A sold-out crowd of 18,347 turned out on Jan. 17 for the 10th annual Pride Night at the Washington Capitals hockey game held at D.C.’s Capital One Arena.

Although LGBTQ Capitals fans were disappointed that the Capitals lost the game to the visiting Florida Panthers, they were treated to a night of celebration with Pride-related videos showing supportive Capitals players and fans projected on the arena’s giant video screen throughout the game.

The game began when Dana Nearing, a member of the Gay Men’s Chorus of Washington, sang the National Anthem, drawing applause from all attendees.

The event also served as a fundraiser for the LGBTQ groups Wanda Alston Foundation, which provides housing services to homeless LGBTQ youth, and You Can Play, a nonprofit organization dedicated to advancing LGBTQ inclusion in sports.

“Amid the queer community’s growing love affair with hockey, I’m incredibly honored and proud to see our hometown Capitals continue to celebrate queer joy in such a visible and meaningful way,” said Alston Foundation Executive Director Cesar Toledo.

Capitals spokesperson Nick Grossman said a fundraising raffle held during the game raised $14,760 for You Can Play.
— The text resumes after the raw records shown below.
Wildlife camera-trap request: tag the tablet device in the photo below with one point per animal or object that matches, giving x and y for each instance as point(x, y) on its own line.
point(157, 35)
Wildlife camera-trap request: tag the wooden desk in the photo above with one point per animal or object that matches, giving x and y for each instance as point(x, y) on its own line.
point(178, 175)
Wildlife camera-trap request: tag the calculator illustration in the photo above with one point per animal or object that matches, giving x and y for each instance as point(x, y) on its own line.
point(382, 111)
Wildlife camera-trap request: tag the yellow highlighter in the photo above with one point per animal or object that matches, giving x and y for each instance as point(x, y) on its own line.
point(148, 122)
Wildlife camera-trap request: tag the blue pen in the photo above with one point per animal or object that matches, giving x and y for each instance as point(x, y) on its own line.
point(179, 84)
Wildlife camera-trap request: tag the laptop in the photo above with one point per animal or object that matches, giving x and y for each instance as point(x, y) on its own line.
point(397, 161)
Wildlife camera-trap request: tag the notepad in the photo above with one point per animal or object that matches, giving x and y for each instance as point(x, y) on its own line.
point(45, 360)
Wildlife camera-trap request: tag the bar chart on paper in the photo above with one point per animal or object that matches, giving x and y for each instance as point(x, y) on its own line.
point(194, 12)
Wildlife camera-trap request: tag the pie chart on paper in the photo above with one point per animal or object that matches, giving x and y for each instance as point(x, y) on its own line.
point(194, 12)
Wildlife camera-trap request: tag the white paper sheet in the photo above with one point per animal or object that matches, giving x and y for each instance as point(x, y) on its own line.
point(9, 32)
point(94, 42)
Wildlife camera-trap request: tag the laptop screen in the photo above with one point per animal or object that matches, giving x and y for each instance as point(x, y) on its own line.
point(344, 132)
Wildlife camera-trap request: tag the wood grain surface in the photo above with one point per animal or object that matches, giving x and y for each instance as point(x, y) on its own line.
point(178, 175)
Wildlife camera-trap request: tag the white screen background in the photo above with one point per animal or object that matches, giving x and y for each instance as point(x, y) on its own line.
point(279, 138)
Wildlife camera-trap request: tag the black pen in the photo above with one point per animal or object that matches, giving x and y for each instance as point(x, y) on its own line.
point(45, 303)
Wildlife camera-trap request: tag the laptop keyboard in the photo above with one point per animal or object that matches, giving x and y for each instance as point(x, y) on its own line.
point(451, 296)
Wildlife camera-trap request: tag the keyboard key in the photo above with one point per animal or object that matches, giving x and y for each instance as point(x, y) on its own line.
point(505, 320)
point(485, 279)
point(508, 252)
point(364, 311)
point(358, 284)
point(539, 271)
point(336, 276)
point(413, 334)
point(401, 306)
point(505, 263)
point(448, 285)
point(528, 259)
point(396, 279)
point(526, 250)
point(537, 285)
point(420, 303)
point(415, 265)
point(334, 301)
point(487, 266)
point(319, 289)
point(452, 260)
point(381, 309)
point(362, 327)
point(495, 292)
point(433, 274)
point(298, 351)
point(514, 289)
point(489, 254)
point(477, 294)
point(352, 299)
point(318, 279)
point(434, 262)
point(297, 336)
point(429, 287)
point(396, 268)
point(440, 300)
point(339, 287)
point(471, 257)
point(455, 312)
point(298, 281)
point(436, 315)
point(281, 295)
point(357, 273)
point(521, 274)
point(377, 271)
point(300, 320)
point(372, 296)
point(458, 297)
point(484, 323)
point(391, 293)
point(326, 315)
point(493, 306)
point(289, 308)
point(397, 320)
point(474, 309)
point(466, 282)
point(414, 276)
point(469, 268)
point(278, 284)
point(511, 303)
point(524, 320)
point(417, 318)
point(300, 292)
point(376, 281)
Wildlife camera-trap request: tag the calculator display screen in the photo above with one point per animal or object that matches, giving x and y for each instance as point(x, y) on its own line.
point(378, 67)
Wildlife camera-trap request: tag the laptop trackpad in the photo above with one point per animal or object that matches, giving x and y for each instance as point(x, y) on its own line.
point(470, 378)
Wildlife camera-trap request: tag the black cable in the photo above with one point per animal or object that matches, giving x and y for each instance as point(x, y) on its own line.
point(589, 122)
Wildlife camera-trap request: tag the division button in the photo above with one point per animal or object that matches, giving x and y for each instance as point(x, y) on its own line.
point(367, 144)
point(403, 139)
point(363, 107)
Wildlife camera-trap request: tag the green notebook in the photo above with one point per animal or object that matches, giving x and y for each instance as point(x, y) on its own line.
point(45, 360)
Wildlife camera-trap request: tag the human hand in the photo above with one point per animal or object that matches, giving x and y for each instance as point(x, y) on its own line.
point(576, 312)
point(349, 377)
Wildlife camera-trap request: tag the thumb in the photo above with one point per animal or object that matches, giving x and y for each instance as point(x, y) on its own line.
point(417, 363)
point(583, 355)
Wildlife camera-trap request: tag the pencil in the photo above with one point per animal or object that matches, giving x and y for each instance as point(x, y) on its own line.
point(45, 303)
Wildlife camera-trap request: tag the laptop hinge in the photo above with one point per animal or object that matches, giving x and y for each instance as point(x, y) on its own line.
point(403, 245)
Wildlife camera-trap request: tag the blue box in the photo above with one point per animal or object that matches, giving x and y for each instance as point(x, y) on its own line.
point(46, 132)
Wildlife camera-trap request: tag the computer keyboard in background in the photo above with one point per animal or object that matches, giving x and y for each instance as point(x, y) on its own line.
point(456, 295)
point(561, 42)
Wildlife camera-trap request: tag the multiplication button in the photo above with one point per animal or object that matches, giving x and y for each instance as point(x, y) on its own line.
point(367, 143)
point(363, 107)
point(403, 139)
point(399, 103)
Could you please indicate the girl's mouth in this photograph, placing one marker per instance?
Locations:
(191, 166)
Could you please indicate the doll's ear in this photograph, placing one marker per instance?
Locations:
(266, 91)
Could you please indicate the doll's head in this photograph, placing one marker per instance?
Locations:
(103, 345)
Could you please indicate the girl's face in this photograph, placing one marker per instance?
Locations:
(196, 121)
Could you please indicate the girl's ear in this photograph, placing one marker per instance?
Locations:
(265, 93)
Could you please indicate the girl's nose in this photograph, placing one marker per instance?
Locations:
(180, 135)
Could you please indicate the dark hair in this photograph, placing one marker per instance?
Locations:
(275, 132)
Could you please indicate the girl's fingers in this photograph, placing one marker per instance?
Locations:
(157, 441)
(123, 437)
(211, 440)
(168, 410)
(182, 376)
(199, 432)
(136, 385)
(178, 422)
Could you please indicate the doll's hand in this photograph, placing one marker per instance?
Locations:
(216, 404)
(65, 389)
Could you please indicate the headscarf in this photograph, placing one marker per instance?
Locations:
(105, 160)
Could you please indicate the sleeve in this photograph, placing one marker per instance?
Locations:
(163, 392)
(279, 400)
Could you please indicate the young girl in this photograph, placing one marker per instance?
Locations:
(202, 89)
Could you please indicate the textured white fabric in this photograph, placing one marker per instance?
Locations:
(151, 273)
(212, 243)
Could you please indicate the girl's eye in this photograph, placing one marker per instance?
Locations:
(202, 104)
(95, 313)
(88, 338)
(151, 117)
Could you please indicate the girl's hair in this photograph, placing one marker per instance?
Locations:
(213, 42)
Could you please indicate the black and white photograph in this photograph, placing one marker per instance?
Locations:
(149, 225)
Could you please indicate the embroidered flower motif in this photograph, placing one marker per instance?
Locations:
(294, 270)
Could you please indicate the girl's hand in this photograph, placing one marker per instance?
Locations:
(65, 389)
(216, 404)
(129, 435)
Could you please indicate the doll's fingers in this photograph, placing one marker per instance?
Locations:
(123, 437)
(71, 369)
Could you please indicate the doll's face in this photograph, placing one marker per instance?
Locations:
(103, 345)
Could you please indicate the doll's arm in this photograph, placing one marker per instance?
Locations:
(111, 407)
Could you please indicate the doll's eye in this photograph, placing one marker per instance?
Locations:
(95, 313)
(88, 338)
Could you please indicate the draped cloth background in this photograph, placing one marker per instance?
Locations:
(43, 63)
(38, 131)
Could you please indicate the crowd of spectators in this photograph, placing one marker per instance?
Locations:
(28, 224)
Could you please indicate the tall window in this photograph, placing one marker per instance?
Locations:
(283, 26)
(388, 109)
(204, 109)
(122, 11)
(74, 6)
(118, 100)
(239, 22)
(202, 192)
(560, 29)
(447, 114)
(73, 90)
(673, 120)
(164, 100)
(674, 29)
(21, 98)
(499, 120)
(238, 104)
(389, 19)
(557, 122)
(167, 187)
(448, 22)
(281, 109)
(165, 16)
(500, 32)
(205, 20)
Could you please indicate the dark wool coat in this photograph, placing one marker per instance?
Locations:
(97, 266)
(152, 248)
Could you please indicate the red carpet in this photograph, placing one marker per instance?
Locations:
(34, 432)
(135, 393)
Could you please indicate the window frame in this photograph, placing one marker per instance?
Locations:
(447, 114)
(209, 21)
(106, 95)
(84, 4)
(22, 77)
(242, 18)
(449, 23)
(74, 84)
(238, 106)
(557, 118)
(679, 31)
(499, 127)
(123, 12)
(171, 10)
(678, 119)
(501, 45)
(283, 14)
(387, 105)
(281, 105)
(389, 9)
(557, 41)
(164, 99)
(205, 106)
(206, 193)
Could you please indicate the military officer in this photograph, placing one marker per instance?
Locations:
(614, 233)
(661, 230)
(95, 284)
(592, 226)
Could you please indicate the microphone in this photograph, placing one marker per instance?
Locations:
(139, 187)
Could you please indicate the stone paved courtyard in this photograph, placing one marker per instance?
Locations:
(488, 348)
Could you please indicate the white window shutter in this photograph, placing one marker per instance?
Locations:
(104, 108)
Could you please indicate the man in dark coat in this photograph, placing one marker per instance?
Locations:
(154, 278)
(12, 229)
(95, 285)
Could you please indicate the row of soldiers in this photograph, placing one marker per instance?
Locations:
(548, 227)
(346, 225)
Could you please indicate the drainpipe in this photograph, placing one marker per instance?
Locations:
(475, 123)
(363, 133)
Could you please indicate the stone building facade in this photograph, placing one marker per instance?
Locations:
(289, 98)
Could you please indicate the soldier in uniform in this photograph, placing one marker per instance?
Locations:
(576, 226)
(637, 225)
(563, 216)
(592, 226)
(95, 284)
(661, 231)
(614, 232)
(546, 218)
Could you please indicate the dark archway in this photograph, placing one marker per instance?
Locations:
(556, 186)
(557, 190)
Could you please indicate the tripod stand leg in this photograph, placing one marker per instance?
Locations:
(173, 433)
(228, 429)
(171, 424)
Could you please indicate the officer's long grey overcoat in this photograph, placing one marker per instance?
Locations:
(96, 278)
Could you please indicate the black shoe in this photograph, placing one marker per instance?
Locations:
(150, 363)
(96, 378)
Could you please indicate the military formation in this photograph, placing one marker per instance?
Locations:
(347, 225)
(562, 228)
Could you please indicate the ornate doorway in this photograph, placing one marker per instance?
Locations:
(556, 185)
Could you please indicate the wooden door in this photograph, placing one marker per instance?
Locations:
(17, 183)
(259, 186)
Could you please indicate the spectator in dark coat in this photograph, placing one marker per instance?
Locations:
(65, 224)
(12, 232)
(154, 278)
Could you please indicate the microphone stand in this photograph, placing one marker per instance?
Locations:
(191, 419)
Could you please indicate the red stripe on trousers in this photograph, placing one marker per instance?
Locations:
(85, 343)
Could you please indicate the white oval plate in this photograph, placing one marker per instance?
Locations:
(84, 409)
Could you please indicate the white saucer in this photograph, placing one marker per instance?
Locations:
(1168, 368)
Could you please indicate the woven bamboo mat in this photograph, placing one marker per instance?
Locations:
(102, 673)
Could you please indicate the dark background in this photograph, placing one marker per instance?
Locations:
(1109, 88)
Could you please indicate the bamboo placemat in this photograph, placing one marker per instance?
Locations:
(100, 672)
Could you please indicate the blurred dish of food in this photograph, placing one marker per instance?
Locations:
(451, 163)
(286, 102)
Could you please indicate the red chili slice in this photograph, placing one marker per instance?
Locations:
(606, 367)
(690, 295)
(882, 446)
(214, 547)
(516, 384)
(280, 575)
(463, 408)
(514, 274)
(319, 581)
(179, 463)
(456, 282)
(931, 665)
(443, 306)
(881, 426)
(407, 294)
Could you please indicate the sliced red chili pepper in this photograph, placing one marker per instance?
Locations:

He said a fundraising auction for the Alston Foundation organized by the Capitals and its related Monumental Sports and Entertainment Foundation would continue until Thursday, Jan. 22

Dana Nearing sings the National Anthem at the Washington Capitals Pride Night on Jan. 17. (Washington Blade photo by Lou Chibbaro, Jr.)

 A statement on the Capitals website says among the items being sold in the auction were autographed Capitals player hockey sticks with rainbow-colored Pride tape wrapped around them, which Capitals players used in their pre-game practice on the ice.

Although several hundred people turned out for a pre-game Pride “block party” at the District E restaurant and bar located next to the Capital One Arena, it couldn’t immediately be determined how many Pride night special tickets for the game were sold.

“While we don’t disclose specific figures related to special ticket offers, we were proud to host our 10th Pride night and celebrate the LGBTQ+ community,” Capitals spokesperson Grossman told the Washington Blade.